Gary Peacock Trio: Tangents

This top-of-the-line piano trio plays with an intense beauty that is, perhaps, not often enough interrupted by joy.
Gary Peacock Trio

Gary Peacock is now 82 years old, and he is playing with wisdom, experience, and a certain timelessness on his side. After his 30 years being featured as the bassist in Keith Jarrett’s “Standards Trio” with Jack DeJohnette, it became easy to forget that Peacock was never much of a jazz “standards” guy. His two most formative gigs would seem to have been his time with Albert Ayler and with Paul Bley in the 1960s. (He also played with Bill Evans and subbed the bass chair in the Miles Davis Quintet.) He started his musical life as young pianist, then moved to drums, then found the bass. Today, after 60-plus years on the scene, his music has gravitas but also a lightness.

Tangents is his second consecutive trio recording with pianist Marc Copland and drummer Joey Baron. Jarrett’s trio isn’t happening anymore, and this very different group is Peacock’s mainstay. Copland does not dominate the piano trio format they way Jarrett does, leaving Peacock more room to play melodies and to equalize the harmonic burdens. Baron, who I once thought of as a snapping, somewhat aggressive drummer, is all tact and atmosphere in this band, resulting in a balance that is rare in a trio.

Also balanced is the relative feeling of the compositions here. Three tracks are freely improvised or are based on such a small compositional nugget that they are exercises in association and motivic development. Another group are originals by Peacock or Copland that present short but pungent themes to inspire the music. Finally, two standards are presented.

There are two compositional sketches by Baron — open-ended tone poems. “In and Out” begins with a drum solo that invites Peacock in for some playful dialog. “Cauldron” is a trio affair built on a puckish motif, but both are under three minutes. “Empty Forest”, the purely spontaneous track, is an exercise in restraint that finds each musician pulling back and listening. It arcs over seven minutes, with heaping doses of silence between notes, Baron coloring on cymbals or tapping on toms, a conversation between bass and piano that is part call and response, part counterpoint.

The tunes composed by Peacock are the bulk of the music, however. “Rumblin’” is a bit of an outlier: a down-home lick that sounds like a country-fried blues. Rather than doling out solos the traditional way, the trio allows ideas to emerge from the pulse in waves — Peacock rises up for a thought, then Copland takes over for a bit, but Peacock returns such that Baron gets to sit up on the bell of his cymbal and speak as well. The theme doesn’t return, but the groove takes you out.

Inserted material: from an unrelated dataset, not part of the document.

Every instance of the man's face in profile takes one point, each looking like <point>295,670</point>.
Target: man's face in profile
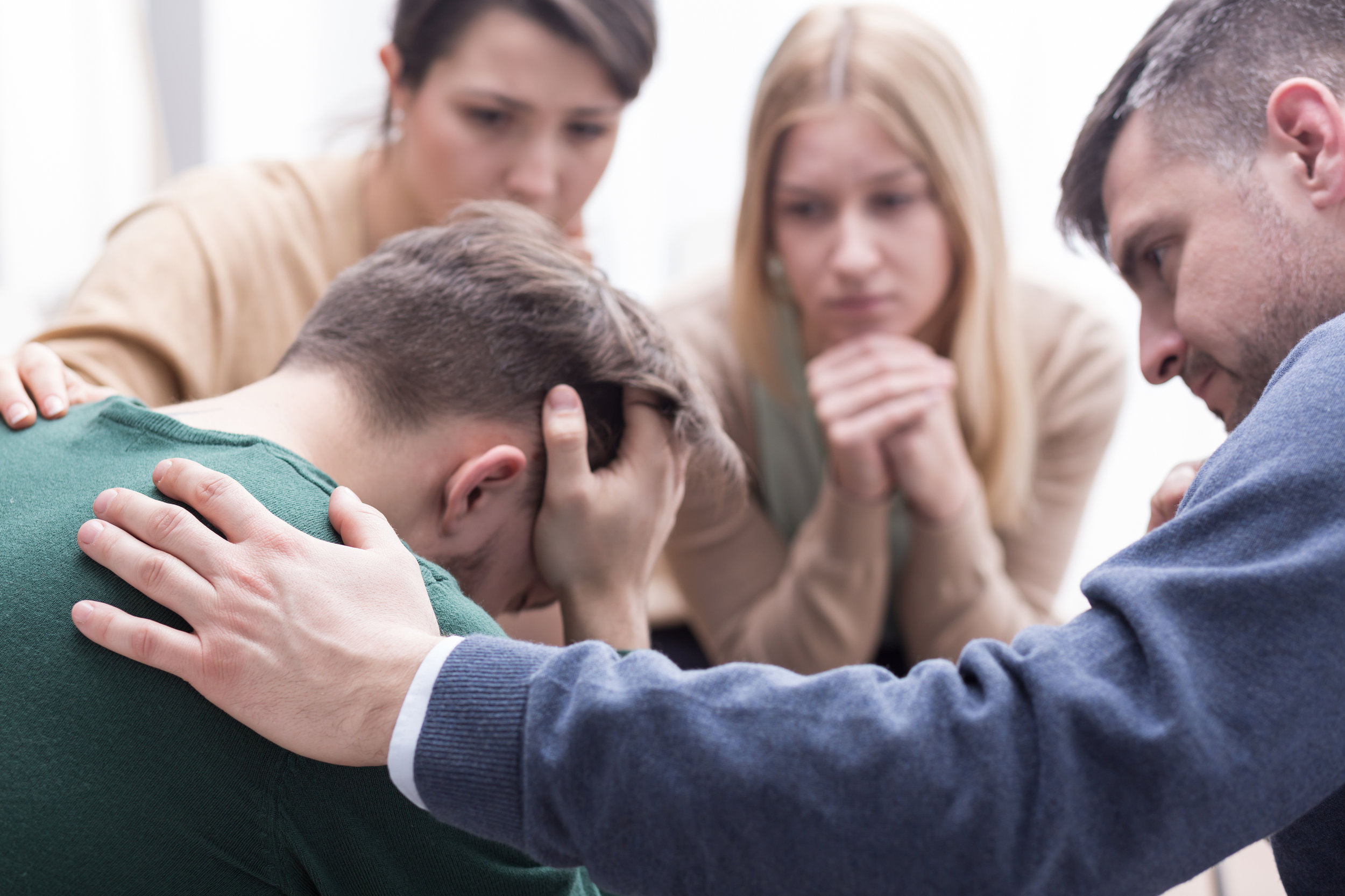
<point>1227,285</point>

Most of Peacock’s songs are more contemplative and beautiful, but they can wear thin as a result of some apparent sameness. “December Greenwings” has a gentle, start-stop theme that spins into improvisation that resembles embroidery. “Tempei Tempo” develops into a walking groove after playing a long bass intro and the introduction of a theme with a tumbling downward angle and a flirtation with a funk pedal tone. “Contact” works a very gradual up-ramp until it gets to a similar groove feeling, with Peacock and Copland playing the same funky blues lick, the tune’s real hook. Then, there is the title track. It begins (again) with a bass solo. The trio ramps up slowly (again) in intriguing, poetic ways. Eventually, the band finds its way (again) to a pedal tone moment in which a pulse takes over. Does Tangents — despite so much great playing — feel monotonous?

Copland’s contribution, “Talkin’ Blues”, is a sly, modal piece that moves around with a blues feeling but not within a standard blues harmonic structure. To me, it feels like a relief because it provides a longer structure — just more “song”, I guess — for the trio to craft, play with, transform. The same can be said for the two standards here. “Blue in Green”, the classic Miles Davis/Bill Evans theme from Kind of Blue gets it all right: the moodiness but also the long form of a simple melody. Peacock solos with a playful bounce that be carries into his accompaniment of Copland, such that you can listen to either with pleasure. “Spartacus” is the famous Alex North theme from the 1960 film, another minor mood that is right in the trio’s wheelhouse.

The difference with “Spartacus” is that the composition contains incredible rays of harmonic sunshine that give your ears some lift. Peacock’s trio, too often for me, lapses into a gorgeous seriousness. It’s a great band, but Tangents simple contains too few of these… tangents from the main. On a rainy, introspective day this collection is either exactly what you need to reinforce your mood to perhaps too much of a shimmering thing.